Clashes at Sunni protest site in Iraq kill 23

BAGHDAD — Clashes erupted in northern Iraq when security forces raided a rally site used by Sunni demonstrators early on Tuesday, killing at least 23 people and wounding dozens in an escalation likely to enrage protesters who have been rallying against the government for months.

The fighting broke out in the town of Hawijah, about 240 kilometers (160 miles) north of Baghdad. It is one of several overwhelmingly Sunni communities that have been the site of anti-government protests. The rallies began in December and are presenting a stubborn challenge to Prime Minister Nouri al-Maliki's Shiite-led government.

There were conflicting reports on the casualties.

Iraq's Defense Ministry said 20 people whom it described as "militants who were using the demonstration as a safe haven" were killed, along with an army officer and two soldiers. Another nine members of the military were wounded, the ministry said in a statement. It initially described those killed as members of al-Qaida and Saddam Hussein's outlawed Baath Party.

Sheikh Abdullah Sami al-Asi, a Sunni provincial official from Hawija, said the fighting began early in the morning when security forces entered the protest area and tried to make arrests.
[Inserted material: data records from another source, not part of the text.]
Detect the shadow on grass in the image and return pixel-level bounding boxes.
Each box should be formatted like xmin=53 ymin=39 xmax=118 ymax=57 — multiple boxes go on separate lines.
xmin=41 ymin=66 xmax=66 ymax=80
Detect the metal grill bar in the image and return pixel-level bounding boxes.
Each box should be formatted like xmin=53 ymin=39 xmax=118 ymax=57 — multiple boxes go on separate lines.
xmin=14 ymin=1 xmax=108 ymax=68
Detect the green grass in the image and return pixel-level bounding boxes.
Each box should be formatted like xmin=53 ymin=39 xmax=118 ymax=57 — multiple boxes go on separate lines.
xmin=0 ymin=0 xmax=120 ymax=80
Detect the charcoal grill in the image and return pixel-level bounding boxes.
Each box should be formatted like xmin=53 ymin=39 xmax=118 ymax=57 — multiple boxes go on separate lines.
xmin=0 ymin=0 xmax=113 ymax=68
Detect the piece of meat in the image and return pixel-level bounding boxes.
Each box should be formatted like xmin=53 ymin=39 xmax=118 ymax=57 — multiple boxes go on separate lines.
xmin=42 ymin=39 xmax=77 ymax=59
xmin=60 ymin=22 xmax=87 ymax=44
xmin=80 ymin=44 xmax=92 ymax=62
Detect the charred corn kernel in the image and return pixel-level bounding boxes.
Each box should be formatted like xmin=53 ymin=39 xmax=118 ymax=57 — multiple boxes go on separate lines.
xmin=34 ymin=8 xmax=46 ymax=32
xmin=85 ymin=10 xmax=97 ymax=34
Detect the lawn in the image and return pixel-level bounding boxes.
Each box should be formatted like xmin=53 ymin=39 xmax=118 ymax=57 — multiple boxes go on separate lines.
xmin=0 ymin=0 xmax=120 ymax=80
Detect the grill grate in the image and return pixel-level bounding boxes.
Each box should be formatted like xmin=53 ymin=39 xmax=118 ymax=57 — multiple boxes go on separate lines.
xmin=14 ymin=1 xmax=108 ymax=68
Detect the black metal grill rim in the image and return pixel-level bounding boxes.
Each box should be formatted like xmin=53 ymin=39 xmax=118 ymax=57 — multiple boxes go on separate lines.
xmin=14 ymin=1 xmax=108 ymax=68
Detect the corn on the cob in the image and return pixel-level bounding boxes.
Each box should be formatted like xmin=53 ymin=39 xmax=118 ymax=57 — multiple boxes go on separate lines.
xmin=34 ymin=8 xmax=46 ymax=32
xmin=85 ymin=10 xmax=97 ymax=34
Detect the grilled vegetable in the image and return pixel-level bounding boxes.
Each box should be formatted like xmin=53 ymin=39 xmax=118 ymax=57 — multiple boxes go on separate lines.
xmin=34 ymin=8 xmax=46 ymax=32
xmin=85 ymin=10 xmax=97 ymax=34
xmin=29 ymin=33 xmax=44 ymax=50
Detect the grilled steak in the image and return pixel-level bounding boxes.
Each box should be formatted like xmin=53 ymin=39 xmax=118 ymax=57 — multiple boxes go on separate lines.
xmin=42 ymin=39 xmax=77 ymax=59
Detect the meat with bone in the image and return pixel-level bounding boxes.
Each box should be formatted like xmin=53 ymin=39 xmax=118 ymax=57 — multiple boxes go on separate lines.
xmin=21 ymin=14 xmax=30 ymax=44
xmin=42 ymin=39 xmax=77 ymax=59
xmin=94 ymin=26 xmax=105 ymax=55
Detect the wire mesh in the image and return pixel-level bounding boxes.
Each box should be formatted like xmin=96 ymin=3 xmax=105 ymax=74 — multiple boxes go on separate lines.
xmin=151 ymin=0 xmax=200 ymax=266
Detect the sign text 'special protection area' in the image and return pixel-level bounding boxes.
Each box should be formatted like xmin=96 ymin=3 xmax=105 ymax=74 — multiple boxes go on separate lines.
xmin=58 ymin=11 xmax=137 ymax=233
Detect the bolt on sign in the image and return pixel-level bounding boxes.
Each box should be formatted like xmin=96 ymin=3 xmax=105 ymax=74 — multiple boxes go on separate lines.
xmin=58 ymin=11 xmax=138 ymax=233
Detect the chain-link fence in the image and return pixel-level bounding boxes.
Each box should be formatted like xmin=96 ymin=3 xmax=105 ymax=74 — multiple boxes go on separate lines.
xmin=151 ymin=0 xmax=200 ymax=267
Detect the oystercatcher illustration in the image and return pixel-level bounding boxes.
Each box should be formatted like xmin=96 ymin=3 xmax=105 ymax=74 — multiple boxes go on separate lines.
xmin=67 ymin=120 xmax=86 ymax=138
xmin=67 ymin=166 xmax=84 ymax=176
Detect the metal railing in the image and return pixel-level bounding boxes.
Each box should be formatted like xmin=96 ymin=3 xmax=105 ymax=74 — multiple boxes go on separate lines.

He said scores of people have been wounded or killed.

The provincial health director for the area, Sidiq Omar Rasool, said earlier in the day that 14 people were killed and more than 50 people were wounded.

On Friday, a checkpoint jointly run by the police and army near Hawija came under attack, and militants seized a number of weapons before retreating into the crowd of protesters, according to the Defense Ministry.

That led to a standoff, with security forces at times trying to negotiate with local and tribal officials the handover of those involved in the raid.

The Defense Ministry said it warned demonstrators to leave the protest area before moving in early Tuesday, and that large numbers of protesters left the site. As Iraqi forces tried to make arrests, they came under heavy fire from several types of weapons, and were targeted by snipers, according to the Defense Mininstry account.